In class today, a professor showed this video. The speaker and her subject impacted me. How often do we view someone and only see part of their story? When in your life has someone done that to you?
Sadly, I must admit that I struggle with this at times. If we were to be honest, most people would confess to it as well. Seeing a person as black and white, good or bad, beautiful or ugly is so simple. However, it is very dangerous.
After being accosted in Oxford, one of my main struggles has been with homeless men. I cringe at the sight of them because I remember what one person did to me. By doing this, one story is replaying in my mind. That is how I would characterize all such people if I were not careful.
Being Catholic, Christian, a woman, home-schooled, white, mentally ill, anorexic, depressed, Aspergian, American, introverted – the list of how people have defined me with a single story could go on for many pages.

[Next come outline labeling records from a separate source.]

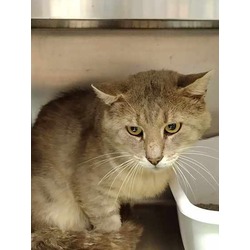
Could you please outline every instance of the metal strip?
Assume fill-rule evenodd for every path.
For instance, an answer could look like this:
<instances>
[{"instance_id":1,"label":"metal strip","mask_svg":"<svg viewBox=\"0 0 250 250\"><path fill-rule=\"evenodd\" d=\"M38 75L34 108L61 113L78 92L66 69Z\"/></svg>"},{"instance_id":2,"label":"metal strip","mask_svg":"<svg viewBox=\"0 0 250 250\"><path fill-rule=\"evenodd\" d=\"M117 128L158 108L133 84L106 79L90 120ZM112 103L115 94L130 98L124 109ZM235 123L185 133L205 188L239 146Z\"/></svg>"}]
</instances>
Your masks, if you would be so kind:
<instances>
[{"instance_id":1,"label":"metal strip","mask_svg":"<svg viewBox=\"0 0 250 250\"><path fill-rule=\"evenodd\" d=\"M219 20L31 19L31 28L73 29L218 29Z\"/></svg>"}]
</instances>

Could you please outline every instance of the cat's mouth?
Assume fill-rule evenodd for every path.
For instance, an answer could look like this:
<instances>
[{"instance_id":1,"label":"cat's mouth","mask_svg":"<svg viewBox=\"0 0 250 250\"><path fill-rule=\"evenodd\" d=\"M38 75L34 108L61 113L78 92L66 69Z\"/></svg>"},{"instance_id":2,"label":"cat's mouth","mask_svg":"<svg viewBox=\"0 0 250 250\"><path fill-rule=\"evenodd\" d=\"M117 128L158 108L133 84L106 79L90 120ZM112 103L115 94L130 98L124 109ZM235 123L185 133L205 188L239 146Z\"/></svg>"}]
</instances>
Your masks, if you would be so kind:
<instances>
[{"instance_id":1,"label":"cat's mouth","mask_svg":"<svg viewBox=\"0 0 250 250\"><path fill-rule=\"evenodd\" d=\"M176 160L178 159L179 155L178 154L174 154L173 156L171 157L166 157L164 156L162 158L162 160L154 165L152 164L151 162L149 162L146 157L144 157L143 159L141 159L139 161L140 165L144 168L148 168L148 169L155 169L155 170L158 170L158 169L165 169L165 168L170 168L170 167L173 167L173 164L176 162Z\"/></svg>"}]
</instances>

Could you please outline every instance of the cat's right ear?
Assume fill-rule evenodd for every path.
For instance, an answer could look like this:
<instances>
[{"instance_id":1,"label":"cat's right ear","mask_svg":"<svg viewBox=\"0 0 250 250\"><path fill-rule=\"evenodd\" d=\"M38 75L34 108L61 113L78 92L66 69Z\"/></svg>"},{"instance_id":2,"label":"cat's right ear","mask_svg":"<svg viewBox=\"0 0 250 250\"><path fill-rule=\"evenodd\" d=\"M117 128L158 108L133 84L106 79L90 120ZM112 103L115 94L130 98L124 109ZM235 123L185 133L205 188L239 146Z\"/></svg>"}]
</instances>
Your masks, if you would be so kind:
<instances>
[{"instance_id":1,"label":"cat's right ear","mask_svg":"<svg viewBox=\"0 0 250 250\"><path fill-rule=\"evenodd\" d=\"M112 105L113 103L117 102L120 98L122 98L122 95L106 94L103 91L96 88L93 84L91 84L91 87L93 88L97 97L100 98L107 105Z\"/></svg>"}]
</instances>

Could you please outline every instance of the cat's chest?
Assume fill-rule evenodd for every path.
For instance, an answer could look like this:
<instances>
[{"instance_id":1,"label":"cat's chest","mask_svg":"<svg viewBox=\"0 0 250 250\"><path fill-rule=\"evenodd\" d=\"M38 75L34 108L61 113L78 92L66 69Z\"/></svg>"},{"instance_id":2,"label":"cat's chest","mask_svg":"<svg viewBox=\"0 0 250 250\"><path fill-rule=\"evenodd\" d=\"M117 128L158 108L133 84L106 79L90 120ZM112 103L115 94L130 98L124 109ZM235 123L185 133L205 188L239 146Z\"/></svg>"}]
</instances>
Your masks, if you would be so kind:
<instances>
[{"instance_id":1,"label":"cat's chest","mask_svg":"<svg viewBox=\"0 0 250 250\"><path fill-rule=\"evenodd\" d=\"M121 197L131 200L153 198L166 189L169 179L170 174L168 172L144 173L144 175L135 177L123 187Z\"/></svg>"}]
</instances>

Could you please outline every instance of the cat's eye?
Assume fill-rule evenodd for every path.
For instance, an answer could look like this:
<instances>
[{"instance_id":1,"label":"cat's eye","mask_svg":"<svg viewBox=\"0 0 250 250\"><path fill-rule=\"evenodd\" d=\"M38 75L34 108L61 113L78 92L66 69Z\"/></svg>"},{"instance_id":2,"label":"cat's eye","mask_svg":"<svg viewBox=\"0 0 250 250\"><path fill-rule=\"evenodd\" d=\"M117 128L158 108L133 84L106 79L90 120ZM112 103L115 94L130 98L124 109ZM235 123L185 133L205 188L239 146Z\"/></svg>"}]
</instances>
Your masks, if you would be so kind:
<instances>
[{"instance_id":1,"label":"cat's eye","mask_svg":"<svg viewBox=\"0 0 250 250\"><path fill-rule=\"evenodd\" d=\"M140 127L127 127L128 132L134 136L142 136L143 131Z\"/></svg>"},{"instance_id":2,"label":"cat's eye","mask_svg":"<svg viewBox=\"0 0 250 250\"><path fill-rule=\"evenodd\" d=\"M170 123L165 127L165 132L169 135L177 133L181 129L181 123Z\"/></svg>"}]
</instances>

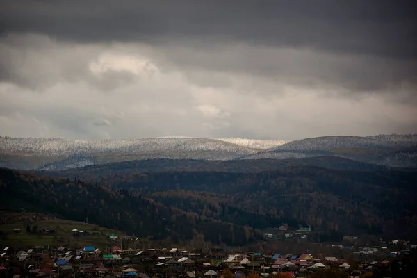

Funnily enough, I am even more than all of those words added together. Who I am is more than what can be stereotyped or characterized about me.
We are all complex people with many stories. Yet, we are all similar people with diverse life paths. Those two statements might sound contrary, but they back each other up surprisingly well.
How many stories do you have? What about your cranky neighbor, troubled sister, bitter ex, or distracted bus driver? The exact number is probably easier to discover than how to use that information to care for and love others. Yet this is what we are most alive when we do.